Nicht nur die Diagnostik, sondern auch die OP gestaltet sich kompliziert. Als bei der Laparoskopie Verwachsungen mit der Bauchwand festgestellt werden, müssen sich die Chirurgen für eine offene Operation (Laparotomie) entscheiden, um den noch acht Zentimeter langen und einen Zentimeter im Durchmesser großen, entzündeten Stumpf zu entfernen.
Im zweiten Fall berichtet die Ärztin von einem 18-jährigen Mann, der sich mit akuten Bauchschmerzen in der Klinik vorstellt. Zwei Monate zuvor hatten Chirurgen in einer Notoperation die Appendix entfernt – nach Schilderung des Patienten erfolgreich.
Abwehrspannung und Schmerzempfindlichkeit im rechten Unterbauch und ein positives McBurney-Zeichen (also Schmerz nach Druck auf einen spezifischen Punkt zwischen Bauchnabel und Hüfte) kommen bei ihm als Symptome mit hinzu.
Blut im Urin lässt die Ärzte an Nierensteine denken. Das CT liefert allerdings keine Befunde im Bereich der Nieren oder der Appendix. Die Ärzte gehen schließlich von einer entzündlichen Darmerkrankung aus und raten zu einer ambulanten Dickdarmspiegelung.
Als die Entzündungswerte drastisch ansteigen, offenbart auch hier eine kontrastmittelverstärkte CT eine Stumpfappendizitis. In diesem Fall lässt sich die Wurzel allen Übels endoskopisch entfernen. Bei der Operation zeigt sich ein akut entzündeter, langer, retrozäkaler Stumpf von rund drei Zentimetern Länge mit Eiter. In der Nähe des Corpus Delicti findet der Operateur loses Nahtmaterial.
Beide Fälle zeigen, wie schwierig es sein kann, eine Stumpfappendizitis zu erkennen. In der Literatur wird die Inzidenz einer Stumpfappendizitis mit 0,002 bis 0,15 Prozent nach einer vorherigen Appendektomie angegeben – bei womöglich hoher Dunkelziffer. Grund dafür ist die anspruchsvolle Diagnose, die dadurch erschwert wird, dass es keine eindeutigen Symptome gibt.
In beiden Fällen kam es zu deutlichen Verzögerungen der richtigen Diagnose, was auch zu schwerwiegenderen Komplikationen hätte führen können.
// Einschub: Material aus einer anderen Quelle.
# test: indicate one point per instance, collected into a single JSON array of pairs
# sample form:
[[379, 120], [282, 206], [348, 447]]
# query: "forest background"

Es sei wichtig, die Stumpfappendizitis als Differentialdiagnose bei Patienten mit Bauchschmerzen und vorheriger Appendektomie in Betracht zu ziehen, schreiben Chien Lin Soh und Kollegen. „Eine frühzeitige Erkennung und Behandlung kann die Morbidität der Patientenpopulation verhindern.“
Wichtig sei aber auch eine gute Operationsdokumentation, die wertvolle Hinweise auf die Ursache akuter Beschwerden liefern kann.
Als Risikofaktoren für eine spätere Stumpfappendizitis nennen die Autoren unter anderem technische Aspekte, falls bei der initialen Appendektomie die Appendixbasis nicht korrekt erkannt worden sei. Auch eine begleitende Bauchfellentzündung (Peritonitis), eine Perforation der Appendix oder Verwachsungen (Adhäsionen) sind mögliche Ursachen für einen zu langen Stumpf. „Allgemein wird empfohlen, die Appendix vollständig zu resezieren, wobei ein Stumpf von weniger als drei Millimetern Länge verbleiben sollte“, heißt es in der Veröffentlichung.
Die beiden Fälle zeigen auch, dass viel Zeit vergehen kann, bis es nach der initialen Appendektomie zu einer Stumpfappendizitis kommt. Hier waren es zwei Monate bzw. zwei Jahre. In der Literatur finden sich Berichte über Stumpfappendizitiden, die bis zu 50 Jahre nach der OP aufgetreten sind.